Multi threading Online nnet3 decoder

1,277 views
Skip to first unread message

Prajwal Rao

unread,
Nov 29, 2017, 3:10:30 AM11/29/17
to kaldi-help
Hello Dan,

Is multi threading an online model such as online2-wav-nnet3-latgen-faster possible? (With the help of TaskSequencer)
In the case of kaldi gstream server, I have noticed that for every worker initialised the model is reloaded, which is unnecessary if the same model has to be loaded for every client request.

Also, could you please guide me in making the necessary changes in online2-wav-nnet3-latgen-faster.cc so that it uses the TaskSequencer to multithread multiple input wav files.

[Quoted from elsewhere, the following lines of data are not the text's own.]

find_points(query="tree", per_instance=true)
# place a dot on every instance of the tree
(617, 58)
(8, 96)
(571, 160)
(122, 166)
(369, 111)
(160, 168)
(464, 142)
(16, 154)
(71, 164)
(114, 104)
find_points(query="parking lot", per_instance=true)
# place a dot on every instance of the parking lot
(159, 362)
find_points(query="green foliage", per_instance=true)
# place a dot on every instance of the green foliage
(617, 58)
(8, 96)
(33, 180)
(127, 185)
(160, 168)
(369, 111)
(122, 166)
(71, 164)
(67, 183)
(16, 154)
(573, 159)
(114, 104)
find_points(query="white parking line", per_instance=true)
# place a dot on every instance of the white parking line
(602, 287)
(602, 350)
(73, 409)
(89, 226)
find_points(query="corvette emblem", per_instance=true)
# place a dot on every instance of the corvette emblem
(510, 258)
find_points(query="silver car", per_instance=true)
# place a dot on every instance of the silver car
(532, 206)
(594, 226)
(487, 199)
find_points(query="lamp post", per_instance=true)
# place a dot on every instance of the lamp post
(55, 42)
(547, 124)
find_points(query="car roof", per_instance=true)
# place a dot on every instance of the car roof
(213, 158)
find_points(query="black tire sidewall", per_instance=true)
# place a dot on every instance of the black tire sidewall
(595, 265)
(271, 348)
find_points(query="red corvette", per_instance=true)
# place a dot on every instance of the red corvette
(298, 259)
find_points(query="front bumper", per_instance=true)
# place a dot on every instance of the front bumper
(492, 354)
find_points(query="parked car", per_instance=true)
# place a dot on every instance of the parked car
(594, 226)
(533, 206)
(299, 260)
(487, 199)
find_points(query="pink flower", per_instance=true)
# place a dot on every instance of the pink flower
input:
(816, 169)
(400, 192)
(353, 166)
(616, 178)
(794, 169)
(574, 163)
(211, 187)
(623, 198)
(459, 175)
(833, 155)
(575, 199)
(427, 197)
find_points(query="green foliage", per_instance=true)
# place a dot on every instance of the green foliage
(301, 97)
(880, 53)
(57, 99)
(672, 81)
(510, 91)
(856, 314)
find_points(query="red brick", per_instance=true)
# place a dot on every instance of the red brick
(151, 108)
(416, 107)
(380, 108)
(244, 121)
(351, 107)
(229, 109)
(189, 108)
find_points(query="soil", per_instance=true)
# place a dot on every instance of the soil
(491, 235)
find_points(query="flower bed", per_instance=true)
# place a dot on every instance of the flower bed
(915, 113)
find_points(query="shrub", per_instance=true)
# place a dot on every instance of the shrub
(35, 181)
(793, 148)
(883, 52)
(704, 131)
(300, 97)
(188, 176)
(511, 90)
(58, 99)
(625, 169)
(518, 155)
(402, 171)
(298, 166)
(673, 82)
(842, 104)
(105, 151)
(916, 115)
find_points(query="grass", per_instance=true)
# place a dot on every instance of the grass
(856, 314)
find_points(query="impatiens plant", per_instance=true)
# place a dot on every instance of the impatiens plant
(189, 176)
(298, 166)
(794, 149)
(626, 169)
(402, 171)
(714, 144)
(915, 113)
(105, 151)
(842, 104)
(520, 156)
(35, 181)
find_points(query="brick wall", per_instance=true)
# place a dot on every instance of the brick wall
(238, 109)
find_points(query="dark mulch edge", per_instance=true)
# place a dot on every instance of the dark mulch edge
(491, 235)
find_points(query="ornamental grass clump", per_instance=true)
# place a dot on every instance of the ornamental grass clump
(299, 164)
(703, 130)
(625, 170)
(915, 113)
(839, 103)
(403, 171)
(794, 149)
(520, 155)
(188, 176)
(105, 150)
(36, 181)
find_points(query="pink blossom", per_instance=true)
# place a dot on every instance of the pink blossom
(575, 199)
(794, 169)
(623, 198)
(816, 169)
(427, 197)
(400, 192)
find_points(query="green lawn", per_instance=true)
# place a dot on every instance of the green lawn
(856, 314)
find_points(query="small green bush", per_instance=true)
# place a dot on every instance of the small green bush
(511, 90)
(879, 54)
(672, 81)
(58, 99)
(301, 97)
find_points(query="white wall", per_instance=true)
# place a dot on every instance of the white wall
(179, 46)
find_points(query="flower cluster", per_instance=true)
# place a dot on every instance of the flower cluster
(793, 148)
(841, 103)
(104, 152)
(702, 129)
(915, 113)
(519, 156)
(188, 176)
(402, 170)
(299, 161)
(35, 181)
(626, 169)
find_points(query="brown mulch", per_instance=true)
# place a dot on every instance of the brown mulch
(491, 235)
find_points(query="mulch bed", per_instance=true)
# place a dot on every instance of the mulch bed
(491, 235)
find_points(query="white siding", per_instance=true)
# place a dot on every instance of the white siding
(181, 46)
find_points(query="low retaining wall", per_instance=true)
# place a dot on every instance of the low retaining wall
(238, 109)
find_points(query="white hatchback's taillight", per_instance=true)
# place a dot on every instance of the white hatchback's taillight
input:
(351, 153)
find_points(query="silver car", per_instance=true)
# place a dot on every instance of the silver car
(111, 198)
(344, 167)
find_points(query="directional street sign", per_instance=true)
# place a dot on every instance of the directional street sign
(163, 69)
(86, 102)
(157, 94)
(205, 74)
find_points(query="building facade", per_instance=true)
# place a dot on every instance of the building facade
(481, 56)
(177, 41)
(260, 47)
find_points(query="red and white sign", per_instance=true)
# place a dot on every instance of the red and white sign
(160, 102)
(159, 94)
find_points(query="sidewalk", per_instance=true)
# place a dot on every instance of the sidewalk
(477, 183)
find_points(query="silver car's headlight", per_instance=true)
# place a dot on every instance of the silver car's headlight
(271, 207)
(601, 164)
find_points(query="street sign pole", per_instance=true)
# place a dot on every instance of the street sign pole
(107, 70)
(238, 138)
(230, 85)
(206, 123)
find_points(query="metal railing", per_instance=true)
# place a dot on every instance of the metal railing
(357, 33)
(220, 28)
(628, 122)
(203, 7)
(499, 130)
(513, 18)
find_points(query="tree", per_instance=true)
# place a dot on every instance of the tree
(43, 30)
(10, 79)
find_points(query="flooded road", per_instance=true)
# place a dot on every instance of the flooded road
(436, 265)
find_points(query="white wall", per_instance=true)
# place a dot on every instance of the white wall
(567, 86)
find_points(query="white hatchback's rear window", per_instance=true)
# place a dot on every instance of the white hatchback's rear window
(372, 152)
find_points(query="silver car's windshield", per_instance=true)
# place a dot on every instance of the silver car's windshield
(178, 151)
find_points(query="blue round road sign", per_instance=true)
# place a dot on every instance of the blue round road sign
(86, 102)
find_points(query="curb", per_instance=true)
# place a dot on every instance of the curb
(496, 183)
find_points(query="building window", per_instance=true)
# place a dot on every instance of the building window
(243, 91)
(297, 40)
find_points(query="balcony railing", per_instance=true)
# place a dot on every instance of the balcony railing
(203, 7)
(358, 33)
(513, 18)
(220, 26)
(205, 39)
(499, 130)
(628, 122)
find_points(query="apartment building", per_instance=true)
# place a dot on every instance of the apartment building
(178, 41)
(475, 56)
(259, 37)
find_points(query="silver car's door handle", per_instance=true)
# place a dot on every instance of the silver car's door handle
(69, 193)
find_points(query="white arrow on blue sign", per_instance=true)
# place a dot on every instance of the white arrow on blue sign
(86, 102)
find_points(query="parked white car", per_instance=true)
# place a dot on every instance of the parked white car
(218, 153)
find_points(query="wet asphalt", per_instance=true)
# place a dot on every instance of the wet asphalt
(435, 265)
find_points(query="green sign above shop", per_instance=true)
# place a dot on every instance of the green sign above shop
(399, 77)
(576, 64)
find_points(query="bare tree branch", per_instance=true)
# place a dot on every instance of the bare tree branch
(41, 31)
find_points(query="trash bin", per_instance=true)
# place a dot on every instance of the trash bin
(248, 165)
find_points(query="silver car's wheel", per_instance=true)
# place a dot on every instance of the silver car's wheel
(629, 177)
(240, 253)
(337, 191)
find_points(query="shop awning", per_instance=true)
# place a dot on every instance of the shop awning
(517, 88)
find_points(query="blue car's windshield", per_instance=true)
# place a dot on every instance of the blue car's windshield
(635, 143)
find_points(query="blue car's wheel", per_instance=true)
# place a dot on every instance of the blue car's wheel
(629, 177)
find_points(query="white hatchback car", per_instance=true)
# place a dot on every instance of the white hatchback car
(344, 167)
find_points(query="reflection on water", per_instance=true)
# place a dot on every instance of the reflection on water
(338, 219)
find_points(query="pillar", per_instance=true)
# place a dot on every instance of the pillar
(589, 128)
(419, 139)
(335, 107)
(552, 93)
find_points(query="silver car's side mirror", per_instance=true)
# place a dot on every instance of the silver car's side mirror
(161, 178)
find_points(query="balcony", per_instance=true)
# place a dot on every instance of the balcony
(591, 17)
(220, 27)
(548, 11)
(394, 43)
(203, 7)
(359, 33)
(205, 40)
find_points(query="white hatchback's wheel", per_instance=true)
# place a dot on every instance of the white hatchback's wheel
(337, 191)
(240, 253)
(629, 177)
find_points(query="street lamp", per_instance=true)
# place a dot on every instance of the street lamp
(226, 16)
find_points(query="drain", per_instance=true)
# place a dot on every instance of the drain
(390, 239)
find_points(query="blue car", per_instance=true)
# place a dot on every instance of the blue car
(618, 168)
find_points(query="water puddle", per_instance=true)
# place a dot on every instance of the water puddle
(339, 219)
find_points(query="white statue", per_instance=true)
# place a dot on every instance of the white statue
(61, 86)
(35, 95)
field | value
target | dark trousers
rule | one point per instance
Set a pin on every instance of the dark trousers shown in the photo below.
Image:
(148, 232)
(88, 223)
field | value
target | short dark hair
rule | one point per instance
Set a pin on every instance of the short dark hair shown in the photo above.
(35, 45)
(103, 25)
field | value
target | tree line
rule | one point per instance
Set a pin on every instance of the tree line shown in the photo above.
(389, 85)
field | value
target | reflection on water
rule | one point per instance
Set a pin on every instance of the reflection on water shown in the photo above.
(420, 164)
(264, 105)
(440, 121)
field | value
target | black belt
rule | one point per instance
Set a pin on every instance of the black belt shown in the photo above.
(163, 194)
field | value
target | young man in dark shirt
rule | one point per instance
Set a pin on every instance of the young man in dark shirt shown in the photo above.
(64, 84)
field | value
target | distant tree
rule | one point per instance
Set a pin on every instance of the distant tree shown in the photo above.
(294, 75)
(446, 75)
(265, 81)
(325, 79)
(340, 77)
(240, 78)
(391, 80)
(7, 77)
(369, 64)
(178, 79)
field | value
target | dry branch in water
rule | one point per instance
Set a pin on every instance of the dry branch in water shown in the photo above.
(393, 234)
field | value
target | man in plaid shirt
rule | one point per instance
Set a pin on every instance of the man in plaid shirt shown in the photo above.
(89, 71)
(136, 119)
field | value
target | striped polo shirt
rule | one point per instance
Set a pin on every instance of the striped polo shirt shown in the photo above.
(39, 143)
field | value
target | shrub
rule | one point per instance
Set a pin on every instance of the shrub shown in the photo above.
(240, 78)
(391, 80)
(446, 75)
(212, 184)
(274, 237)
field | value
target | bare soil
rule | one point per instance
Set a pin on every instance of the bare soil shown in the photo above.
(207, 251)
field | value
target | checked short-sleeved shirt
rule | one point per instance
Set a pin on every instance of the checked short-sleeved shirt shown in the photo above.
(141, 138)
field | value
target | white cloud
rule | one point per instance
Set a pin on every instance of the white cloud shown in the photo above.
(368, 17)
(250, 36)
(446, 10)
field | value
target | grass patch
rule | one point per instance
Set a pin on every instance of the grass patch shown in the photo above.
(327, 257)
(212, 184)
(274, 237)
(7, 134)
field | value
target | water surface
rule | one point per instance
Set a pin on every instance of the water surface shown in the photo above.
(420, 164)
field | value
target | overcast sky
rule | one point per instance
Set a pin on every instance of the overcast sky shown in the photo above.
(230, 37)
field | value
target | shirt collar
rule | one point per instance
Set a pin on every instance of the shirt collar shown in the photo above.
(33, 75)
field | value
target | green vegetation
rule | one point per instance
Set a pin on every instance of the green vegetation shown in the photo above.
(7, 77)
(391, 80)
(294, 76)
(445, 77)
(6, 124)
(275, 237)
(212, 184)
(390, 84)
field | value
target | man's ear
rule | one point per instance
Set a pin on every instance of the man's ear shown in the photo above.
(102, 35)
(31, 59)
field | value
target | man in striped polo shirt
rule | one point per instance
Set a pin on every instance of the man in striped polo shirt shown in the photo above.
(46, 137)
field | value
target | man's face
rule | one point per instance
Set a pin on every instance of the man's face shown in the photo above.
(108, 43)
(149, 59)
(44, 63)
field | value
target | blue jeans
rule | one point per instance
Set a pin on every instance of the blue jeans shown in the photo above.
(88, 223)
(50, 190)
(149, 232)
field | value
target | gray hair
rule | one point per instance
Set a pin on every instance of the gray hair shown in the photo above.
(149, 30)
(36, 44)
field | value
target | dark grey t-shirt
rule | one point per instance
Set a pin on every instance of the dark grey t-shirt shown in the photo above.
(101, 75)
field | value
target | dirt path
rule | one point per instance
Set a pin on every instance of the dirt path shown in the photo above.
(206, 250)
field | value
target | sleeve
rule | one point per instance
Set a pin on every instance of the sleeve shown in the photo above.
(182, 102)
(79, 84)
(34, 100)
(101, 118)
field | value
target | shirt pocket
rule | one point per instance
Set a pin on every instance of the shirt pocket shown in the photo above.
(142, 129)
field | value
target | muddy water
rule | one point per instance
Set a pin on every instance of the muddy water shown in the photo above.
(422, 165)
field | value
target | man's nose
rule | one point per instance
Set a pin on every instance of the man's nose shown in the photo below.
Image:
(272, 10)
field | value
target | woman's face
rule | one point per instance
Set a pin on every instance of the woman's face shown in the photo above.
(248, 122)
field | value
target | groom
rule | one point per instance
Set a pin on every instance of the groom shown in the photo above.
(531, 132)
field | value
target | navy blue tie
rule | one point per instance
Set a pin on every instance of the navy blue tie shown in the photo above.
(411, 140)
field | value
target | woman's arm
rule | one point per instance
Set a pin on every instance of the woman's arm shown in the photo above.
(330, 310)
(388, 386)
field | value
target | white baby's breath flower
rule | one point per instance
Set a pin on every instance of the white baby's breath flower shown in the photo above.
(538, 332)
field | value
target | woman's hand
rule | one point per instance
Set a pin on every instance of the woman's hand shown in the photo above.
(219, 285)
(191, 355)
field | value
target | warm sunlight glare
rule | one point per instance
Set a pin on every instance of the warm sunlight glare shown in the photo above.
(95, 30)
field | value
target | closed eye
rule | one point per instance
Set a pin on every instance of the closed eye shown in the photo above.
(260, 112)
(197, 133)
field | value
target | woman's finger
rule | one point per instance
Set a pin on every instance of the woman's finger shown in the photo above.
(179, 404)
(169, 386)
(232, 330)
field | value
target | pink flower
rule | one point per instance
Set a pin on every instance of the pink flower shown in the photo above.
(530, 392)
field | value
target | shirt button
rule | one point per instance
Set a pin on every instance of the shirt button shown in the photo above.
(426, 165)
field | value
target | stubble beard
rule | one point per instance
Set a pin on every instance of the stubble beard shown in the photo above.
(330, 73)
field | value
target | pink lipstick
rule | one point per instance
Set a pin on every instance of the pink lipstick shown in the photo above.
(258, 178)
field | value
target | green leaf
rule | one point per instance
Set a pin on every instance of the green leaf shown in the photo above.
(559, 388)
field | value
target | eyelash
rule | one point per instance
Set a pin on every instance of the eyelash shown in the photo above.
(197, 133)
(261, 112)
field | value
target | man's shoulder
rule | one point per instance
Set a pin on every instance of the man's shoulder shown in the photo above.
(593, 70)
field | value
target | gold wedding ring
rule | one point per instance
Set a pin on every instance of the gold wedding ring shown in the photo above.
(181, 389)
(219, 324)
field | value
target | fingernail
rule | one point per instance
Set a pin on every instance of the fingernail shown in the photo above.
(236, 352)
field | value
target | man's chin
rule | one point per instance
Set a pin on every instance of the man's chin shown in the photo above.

Any advise will be gladly appreciated.

Thank you,
Prajwal Rao

Daniel Povey

unread,
Nov 29, 2017, 12:56:13 PM11/29/17
to kaldi-help
The multithreading is definitely possible.  If you look at the core code in online2-wav-nnet3-latgen-faster.cc, you'll see that the objects that do the decoding, such as OnlineNnet2FeaturePipeline and SingleUtteranceNnet3Decoder, are lightweight and take only const references to the model and the decoding graph.  So the model and decoding graph can be loaded once and shared by multiple threads.

The gstreamer stuff isn't maintained by the core Kaldi team and I've decided not to expend my energy doing that.

Regarding using TaskSequencer to multithread the decoding of multiple input wav files: that is definitely possible and people who are more experienced in Kaldi programming will be able to do it, but I don't have time myself.  In any case, TaskSequencer probably isn't suitable for real-time (interactive) applications... my suspicion is that you don't really need online decoding and could probably accomplish what you need to accomplish using the existing decoding scripts.



--
Go to http://kaldi-asr.org/forums.html find out how to join
---
You received this message because you are subscribed to the Google Groups "kaldi-help" group.
To unsubscribe from this group and stop receiving emails from it, send an email to kaldi-help+unsubscribe@googlegroups.com.
To post to this group, send email to kaldi...@googlegroups.com.
To view this discussion on the web visit https://groups.google.com/d/msgid/kaldi-help/998c7616-ef7d-47a6-afe6-3d4bf05a5086%40googlegroups.com.
For more options, visit https://groups.google.com/d/optout.

Prajwal Rao

unread,
Nov 30, 2017, 1:55:06 AM11/30/17
to kaldi-help
Thank you for your quick informative reply sir. 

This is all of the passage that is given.